Good luck for panel & feel free to pm me. Take care & all the best. 

Coops

Ps. It can't be that bad if we decided to do it the second time.


----------



## julesF (Apr 7, 2009)

the others are right about adoption UK board, i use to follow it but this one is more positive and realistic
kids come with problems and your sw should be on hand to advise
we're dealing with attachment disorders, motor skills and behaviour, but in 9mnths we have seen significant improvement
the first three months are tough and if you read my other posts you will see the dark dark place o was in
by 6mnths it was normal
and now at 9mnths they are my kids but it has taken time as you unpick their lives and help them work through their baggage
my lifeline was my support network of adoptive parents, and now we play that role for others that our SW refers to us to help them prepare for the emotional rollarcoaster
i have no idea how i got through those first few months, but you learn quick and it is instinctive
best of luck


----------



## funnychic (Feb 2, 2012)

Thank you both for the replies.  I think its time to step away from the other site for a while I think it might be doing me more harm than good at the moment and whilst I have learned a lot from it, reading all the negative yet real responses to current issues is scaring me to death.
I am a single adopter so although I do have family support they dont really understand the "adoption issues" even though I try to educate them, they just believe everything will be ok so stop worrying, but when your sat home alone pondering it gets hard.  I have also said I want a pre schooler ideally 2/3yrs so I gets I'll be hit with the terrible two's as well!
I will just have to keep my fingers crossed and hope in my heart everything will be ok.
Thanks again x


----------



## AJ-Coops (Jun 10, 2006)

Everything will be ok & even though your support network don't really understand, they will still be a tower of strength in many other ways.

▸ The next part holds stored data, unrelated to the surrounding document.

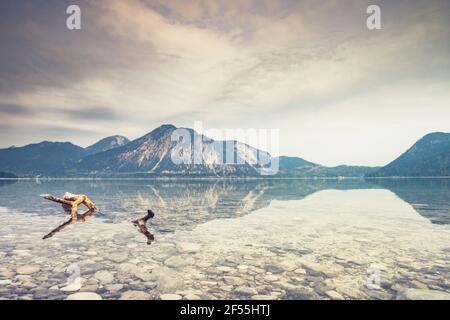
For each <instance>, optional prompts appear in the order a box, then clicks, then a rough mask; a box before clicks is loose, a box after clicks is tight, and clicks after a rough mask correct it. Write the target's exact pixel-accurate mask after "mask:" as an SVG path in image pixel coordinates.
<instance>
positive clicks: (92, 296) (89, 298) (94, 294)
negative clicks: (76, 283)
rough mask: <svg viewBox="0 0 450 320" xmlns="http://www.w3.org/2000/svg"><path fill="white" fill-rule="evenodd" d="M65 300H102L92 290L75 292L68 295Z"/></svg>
mask: <svg viewBox="0 0 450 320" xmlns="http://www.w3.org/2000/svg"><path fill="white" fill-rule="evenodd" d="M66 300H102V297H101V296H100V295H99V294H97V293H94V292H77V293H74V294H71V295H70V296H68V297H67V298H66Z"/></svg>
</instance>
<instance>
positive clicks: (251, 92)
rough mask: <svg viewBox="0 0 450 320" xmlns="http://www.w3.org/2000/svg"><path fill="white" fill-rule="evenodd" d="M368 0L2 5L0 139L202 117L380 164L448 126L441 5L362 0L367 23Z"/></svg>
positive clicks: (80, 3) (116, 130) (331, 158)
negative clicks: (371, 25)
mask: <svg viewBox="0 0 450 320" xmlns="http://www.w3.org/2000/svg"><path fill="white" fill-rule="evenodd" d="M69 4H78V5H79V6H80V7H81V10H82V17H81V18H82V29H81V30H75V31H70V30H68V29H67V28H66V18H67V15H66V13H65V11H66V7H67V6H68V5H69ZM368 4H369V2H366V1H362V0H345V1H343V0H339V1H338V0H335V1H318V0H297V1H294V0H283V1H267V0H266V1H265V0H252V1H248V0H238V1H233V0H223V1H222V0H220V1H219V0H215V1H213V0H207V1H206V0H205V1H195V0H176V1H168V0H155V1H144V0H142V1H141V0H129V1H122V0H105V1H61V0H55V1H49V0H47V1H39V0H33V1H13V0H2V1H1V3H0V61H1V62H0V147H8V146H11V145H16V146H20V145H24V144H27V143H34V142H39V141H42V140H51V141H71V142H73V143H75V144H78V145H81V146H87V145H89V144H92V143H93V142H95V141H96V140H98V139H100V138H102V137H105V136H108V135H113V134H120V135H124V136H126V137H128V138H130V139H134V138H137V137H139V136H141V135H143V134H146V133H148V132H149V131H151V130H152V129H154V128H155V127H157V126H159V125H161V124H164V123H172V124H174V125H176V126H184V127H193V126H194V122H195V121H203V127H205V128H207V129H208V128H218V129H231V128H242V129H248V128H268V129H271V128H273V129H280V153H282V154H284V155H291V156H300V157H303V158H305V159H307V160H310V161H313V162H316V163H321V164H324V165H338V164H355V165H384V164H386V163H388V162H390V161H391V160H393V159H394V158H395V157H397V156H398V155H399V154H401V153H402V152H403V151H405V150H406V149H407V148H408V147H409V146H410V145H411V144H412V143H414V142H415V141H416V140H417V139H419V138H420V137H421V136H423V135H425V134H426V133H429V132H432V131H445V132H449V131H450V1H448V0H442V1H438V0H429V1H413V0H409V1H402V0H396V1H375V0H373V1H370V4H379V5H380V6H381V10H382V30H373V31H370V30H368V29H367V27H366V18H367V14H366V8H367V6H368ZM213 138H214V137H213Z"/></svg>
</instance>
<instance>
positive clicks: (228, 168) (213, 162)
mask: <svg viewBox="0 0 450 320" xmlns="http://www.w3.org/2000/svg"><path fill="white" fill-rule="evenodd" d="M176 129H177V128H176V127H175V126H173V125H169V124H168V125H162V126H160V127H158V128H156V129H155V130H153V131H151V132H150V133H148V134H146V135H144V136H142V137H140V138H138V139H136V140H133V141H131V142H130V143H128V144H126V145H124V146H122V147H118V148H114V149H111V150H108V151H105V152H101V153H98V154H94V155H91V156H87V157H85V158H84V159H83V160H82V161H81V162H80V163H79V165H78V166H77V168H78V170H79V171H80V172H83V173H87V174H99V173H100V174H102V173H142V174H154V175H176V176H180V175H181V176H182V175H198V176H230V175H234V176H255V175H257V174H258V171H257V170H258V168H261V165H260V164H259V163H258V161H259V160H258V159H261V158H270V155H269V154H268V153H267V152H264V151H261V150H257V149H255V148H253V147H251V146H248V145H246V144H243V143H240V142H237V141H232V142H231V145H232V146H233V151H234V154H236V158H235V159H234V160H235V162H236V163H239V164H224V159H226V156H225V154H226V152H225V151H223V150H225V148H223V146H224V142H223V141H214V140H213V139H210V138H208V137H205V136H203V135H200V134H198V133H197V132H195V131H194V130H192V129H186V130H187V131H188V132H189V134H190V136H191V141H195V139H198V140H202V141H203V144H202V149H198V148H199V146H197V145H194V147H193V149H192V150H191V159H190V161H189V163H188V164H184V163H181V164H175V163H174V162H173V161H172V158H171V155H172V152H173V151H174V148H175V147H176V146H177V145H178V142H177V141H172V133H173V132H174V131H175V130H176ZM219 146H221V147H222V149H221V148H219ZM194 151H195V154H197V155H199V157H200V160H201V161H199V162H198V163H196V164H192V160H193V157H194V156H192V154H194ZM222 151H223V152H222ZM184 157H186V155H184Z"/></svg>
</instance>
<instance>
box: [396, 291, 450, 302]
mask: <svg viewBox="0 0 450 320" xmlns="http://www.w3.org/2000/svg"><path fill="white" fill-rule="evenodd" d="M397 300H450V293H448V292H444V291H437V290H427V289H406V290H403V291H400V292H399V293H398V294H397Z"/></svg>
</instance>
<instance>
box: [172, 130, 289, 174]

Also remember the terrible 2's don't last & you will get through it!!! All the best & it WILL work out . 

Coops


----------



## Jules11 (Jun 21, 2011)

I can totally understand your concerns.  We should have gone to panel in April,  unfortunatley due to the chair being ill we have now been delayed until May  . Trying to use this time positively I have been looking at the Adoption UK website to help us feel more prepared,  particularly as we have a BS and they have a thread for potential adopters with birth children. This has caused me so much anxiety,  there are so few positive posts I have wondered if we are doing the right thing.  Anybody who posts anything positive does appear to be shot down with critisism and ridicule.  I am clinging on to the gut feeling that this really is the right way for us to complete our family.  There must be some positives to the experience   or surely more adoptions would break down.  We are going to keep going and hope that the experiences described here on FF are more representative.


----------



## MrsYG (Oct 30, 2007)

Funnychic - I agree with the others.  AUK is great for those who need that support, its a place to vent frustrations and seek advice, which is great.  I also spent a lot of time reading it, but found it made me quite apprehensive.  So I stopped!  I KNOW what we MAY face, and we'll deal with it IF it happens!!  There must be tons of positive stories for each of the negative ones, and those people are so blissfully happy they are getting on with their lives!
So, relax!  The fact that you're reading up on this stuff shows what a great Mum you'll be    and you just need to be honest about what you feel you can take on...Good Luck!
Oh yeah... I worried about this stuff prior to approval, and even now we are approved and linked!  But I can hand on heart say that it feels very much like our LO was meant for us    and whatever comes our way... we'll deal with it, because we want to be his Mummy & Daddy.
xx


----------



## funnychic (Feb 2, 2012)

Mrs YG  Thanks very much for the reply, your so right about AUK but despite me saying I'm going to stop reading the posts I cant seem to drag myself away!!  I'm sure your right and there will be 10 happy families for every1 having a rough time and in my rational mind I know that but I just seem to concentrate on the ones that make me scared.  I really want a family and this really is the only way, so there is no way I will back out but I am worried and I cant say that to the SW as she will have concerns about my application.  I will just hope amongst hope that I am one of the lucky ones and dont have too many issues that I cant handle.  I have been very specific in my matching form and hope that will elimate me from a lot of issues but who knows what the future will hold for our children.

Jules 11 
How awful your have been delayed, the waiting is bad enough at the best of times but to be so near you must have been really dissapointed.
Best of luck and keep us posted xx


----------



## KJB1978 (Nov 23, 2010)

Hi FunnyChic,

We go to panel in June too and our HS finished a couple of weeks ago and now the meetings and homework have finished my brain has gone into overdrive too about all sorts of things so am guessing it is a normal reaction.

Hope it goes quickly til June for us both!


----------